The meeting proved that the Visegrad Group, Slovenia and Western Balkan countries share similar objectives—ensuring stability, democracy, economic prosperity and regional cooperation in the Western Balkans. The Visegrad countries and Slovenia reiterated their strong commitment to furthering the EU enlargement process. Moreover, the discussion with the Western Balkan partners reaffirmed the existence of common ground for broader cooperation in the region.
The Foreign Ministers of the Visegrad Group and Slovenia exchanged views on the current situation in the region and discussed the document “Enlargement Strategy and Main Challenges 2011–2012”, recently published by the European Commission, which evaluates the progress made by individual Western Balkan countries on the road towards EU membership. The Visegrad Group countries and Slovenia welcomed the European Commission progress reports on the candidate countries and potential candidates as a detailed, precise and balanced assessment of the situation. All ministers highlighted the success of Croatia as a moment of historical significance for Croatia and the region as well as for further EU enlargement. The ministers expressed their confidence that Croatia would continue to fulfil its obligations and join the EU on July 1, 2013.
The Visegrad Group countries and Slovenia considered the Commission’s recommendations well-founded, especially with regard to the start of the accession negotiations with Montenegro and Macedonia and to the granting of candidate status to Serbia, and expressed their hope that these recommendations can be reflected in the Council Conclusions and confirmed by the European Council in December 2011. They also reiterated that a significant move in the EU integration process would be beneficial not only to the countries concerned but would also represent an important signal and encouragement for other countries of the region.
The Visegrad Group countries and Slovenia expressed their continuing support for the European Commission and the European External Action Service and highly appreciated their strong commitment to the enlargement process as well as their contribution to the resolution of regional problems.
The Visegrad Group countries expressed their will to strengthen relations between the V4 and the Western Balkans. They noted that in this context they will use various instruments at the disposal of the International Visegrad Fund including the “Visegrad+ programme”, the role of which is to support transformation processes in selected countries. The Visegrad Group countries are also ready to share their experience of regional cooperation gained through the work of the International Visegrad Fund. This particular form of V4 cooperation has led to the enhancement of bilateral and regional people-to-people contacts and to the development of a very practical dimension of the V4 format. The interaction through the International Visegrad Fund has provided the Visegrad Group countries with an opportunity to intensify cooperation at the local level as well as to promote confidence-building among neighbours. In this regard, the Visegrad Group countries suggested that their Western Balkan partners build on the positive example of the International Visegrad Fund and establish a similar mechanism for cooperation between state institutions and civil society in the region.

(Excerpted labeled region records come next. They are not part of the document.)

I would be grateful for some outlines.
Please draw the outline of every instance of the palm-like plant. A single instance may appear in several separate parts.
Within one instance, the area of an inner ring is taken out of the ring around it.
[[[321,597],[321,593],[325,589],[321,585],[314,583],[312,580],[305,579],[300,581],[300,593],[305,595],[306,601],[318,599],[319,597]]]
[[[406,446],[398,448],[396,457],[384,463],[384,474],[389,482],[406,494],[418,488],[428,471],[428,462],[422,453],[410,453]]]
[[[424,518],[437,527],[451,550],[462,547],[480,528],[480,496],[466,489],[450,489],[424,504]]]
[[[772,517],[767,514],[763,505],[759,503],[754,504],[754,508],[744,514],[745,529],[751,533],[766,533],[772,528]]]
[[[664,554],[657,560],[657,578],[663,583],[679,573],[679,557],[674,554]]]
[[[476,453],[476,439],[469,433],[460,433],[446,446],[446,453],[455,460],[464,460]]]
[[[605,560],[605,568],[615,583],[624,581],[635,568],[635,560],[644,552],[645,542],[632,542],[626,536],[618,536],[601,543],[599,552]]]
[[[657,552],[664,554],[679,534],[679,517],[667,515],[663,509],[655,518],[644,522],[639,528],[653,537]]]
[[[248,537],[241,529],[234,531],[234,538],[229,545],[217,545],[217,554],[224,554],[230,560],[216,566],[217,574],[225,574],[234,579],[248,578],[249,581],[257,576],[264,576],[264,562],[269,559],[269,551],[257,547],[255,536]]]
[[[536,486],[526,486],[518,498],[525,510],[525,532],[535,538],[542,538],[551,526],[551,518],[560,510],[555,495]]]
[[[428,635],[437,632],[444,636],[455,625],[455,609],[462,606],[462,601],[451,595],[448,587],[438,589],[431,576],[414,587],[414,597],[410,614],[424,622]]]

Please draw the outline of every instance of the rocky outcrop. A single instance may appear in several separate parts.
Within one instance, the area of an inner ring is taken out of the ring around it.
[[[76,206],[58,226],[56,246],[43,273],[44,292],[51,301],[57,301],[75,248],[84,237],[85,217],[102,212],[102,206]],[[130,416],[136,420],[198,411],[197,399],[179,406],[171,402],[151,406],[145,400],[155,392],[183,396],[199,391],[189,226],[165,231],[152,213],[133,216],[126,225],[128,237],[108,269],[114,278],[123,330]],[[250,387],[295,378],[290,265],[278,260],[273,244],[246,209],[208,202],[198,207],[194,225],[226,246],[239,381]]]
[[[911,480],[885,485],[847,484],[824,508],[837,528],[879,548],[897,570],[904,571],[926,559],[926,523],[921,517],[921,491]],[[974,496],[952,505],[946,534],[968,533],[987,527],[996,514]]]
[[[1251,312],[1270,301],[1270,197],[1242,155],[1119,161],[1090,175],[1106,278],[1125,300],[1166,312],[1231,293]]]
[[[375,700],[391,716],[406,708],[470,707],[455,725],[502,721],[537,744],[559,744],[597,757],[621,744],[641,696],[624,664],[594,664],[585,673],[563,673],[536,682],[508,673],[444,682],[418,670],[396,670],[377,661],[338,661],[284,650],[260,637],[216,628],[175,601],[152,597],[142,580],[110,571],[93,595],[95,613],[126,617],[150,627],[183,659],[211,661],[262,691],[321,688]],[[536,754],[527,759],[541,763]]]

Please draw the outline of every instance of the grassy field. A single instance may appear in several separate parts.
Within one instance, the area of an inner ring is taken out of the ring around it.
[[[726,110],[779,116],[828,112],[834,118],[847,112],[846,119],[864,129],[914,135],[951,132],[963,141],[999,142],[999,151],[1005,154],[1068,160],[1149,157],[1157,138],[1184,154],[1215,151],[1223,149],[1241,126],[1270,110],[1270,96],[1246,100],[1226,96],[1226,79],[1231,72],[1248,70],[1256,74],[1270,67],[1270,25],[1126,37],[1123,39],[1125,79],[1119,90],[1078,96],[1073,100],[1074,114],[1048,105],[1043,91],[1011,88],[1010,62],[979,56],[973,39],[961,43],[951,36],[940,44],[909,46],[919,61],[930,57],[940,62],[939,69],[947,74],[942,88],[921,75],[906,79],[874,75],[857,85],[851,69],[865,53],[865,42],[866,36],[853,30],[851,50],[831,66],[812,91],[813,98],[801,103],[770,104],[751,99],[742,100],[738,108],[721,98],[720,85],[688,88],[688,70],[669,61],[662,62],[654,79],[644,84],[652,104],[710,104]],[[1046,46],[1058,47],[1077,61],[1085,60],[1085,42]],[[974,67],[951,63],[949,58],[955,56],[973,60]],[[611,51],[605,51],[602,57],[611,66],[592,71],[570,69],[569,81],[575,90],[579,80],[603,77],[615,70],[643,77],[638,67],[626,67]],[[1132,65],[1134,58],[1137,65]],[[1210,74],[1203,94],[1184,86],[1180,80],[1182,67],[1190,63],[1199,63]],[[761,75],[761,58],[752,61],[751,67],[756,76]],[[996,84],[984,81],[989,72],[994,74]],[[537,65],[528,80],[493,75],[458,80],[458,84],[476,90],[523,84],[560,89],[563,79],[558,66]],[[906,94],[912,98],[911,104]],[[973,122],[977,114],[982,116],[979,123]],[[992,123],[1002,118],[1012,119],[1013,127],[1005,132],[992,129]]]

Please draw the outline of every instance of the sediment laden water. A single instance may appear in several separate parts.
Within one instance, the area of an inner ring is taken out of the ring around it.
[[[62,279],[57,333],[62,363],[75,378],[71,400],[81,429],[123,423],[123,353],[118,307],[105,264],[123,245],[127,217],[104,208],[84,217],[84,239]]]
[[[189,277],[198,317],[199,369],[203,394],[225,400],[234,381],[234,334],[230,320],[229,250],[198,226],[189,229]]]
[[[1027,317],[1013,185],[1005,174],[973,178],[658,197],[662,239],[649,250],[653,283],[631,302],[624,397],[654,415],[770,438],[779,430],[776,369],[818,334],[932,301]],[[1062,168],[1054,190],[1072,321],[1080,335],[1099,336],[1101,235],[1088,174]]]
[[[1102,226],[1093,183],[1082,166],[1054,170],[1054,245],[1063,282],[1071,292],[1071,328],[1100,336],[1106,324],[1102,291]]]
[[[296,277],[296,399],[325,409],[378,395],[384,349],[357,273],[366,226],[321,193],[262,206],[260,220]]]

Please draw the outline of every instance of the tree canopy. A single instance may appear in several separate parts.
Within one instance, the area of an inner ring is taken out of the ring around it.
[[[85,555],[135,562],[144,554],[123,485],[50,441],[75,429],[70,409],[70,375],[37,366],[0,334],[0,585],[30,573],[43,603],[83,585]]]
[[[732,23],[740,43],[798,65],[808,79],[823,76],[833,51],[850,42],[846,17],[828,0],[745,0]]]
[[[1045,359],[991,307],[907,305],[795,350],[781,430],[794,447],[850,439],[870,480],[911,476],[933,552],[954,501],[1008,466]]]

The Visegrad Group countries also suggested that such a regional instrument should be guided by the same principles as the International Visegrad Fund—i.e., European democratic values and principles; regional ownership and responsibility; non-political, non-partisan, non-religious character; inclusiveness for all partners; focus on community-level projects and flexibility in defining common interests and goals. In case the idea meets with a positive response from the Western Balkan countries, the Visegrad Group is ready to assist with its experience in creating a fund designed for the Western Balkans.
The Visegrad Group countries reiterated their commitment to look actively for solutions supporting the Western Balkan countries on their way to joining the European and Euro-Atlantic structures. Future meetings with the Western Balkan partners will also contribute to this end.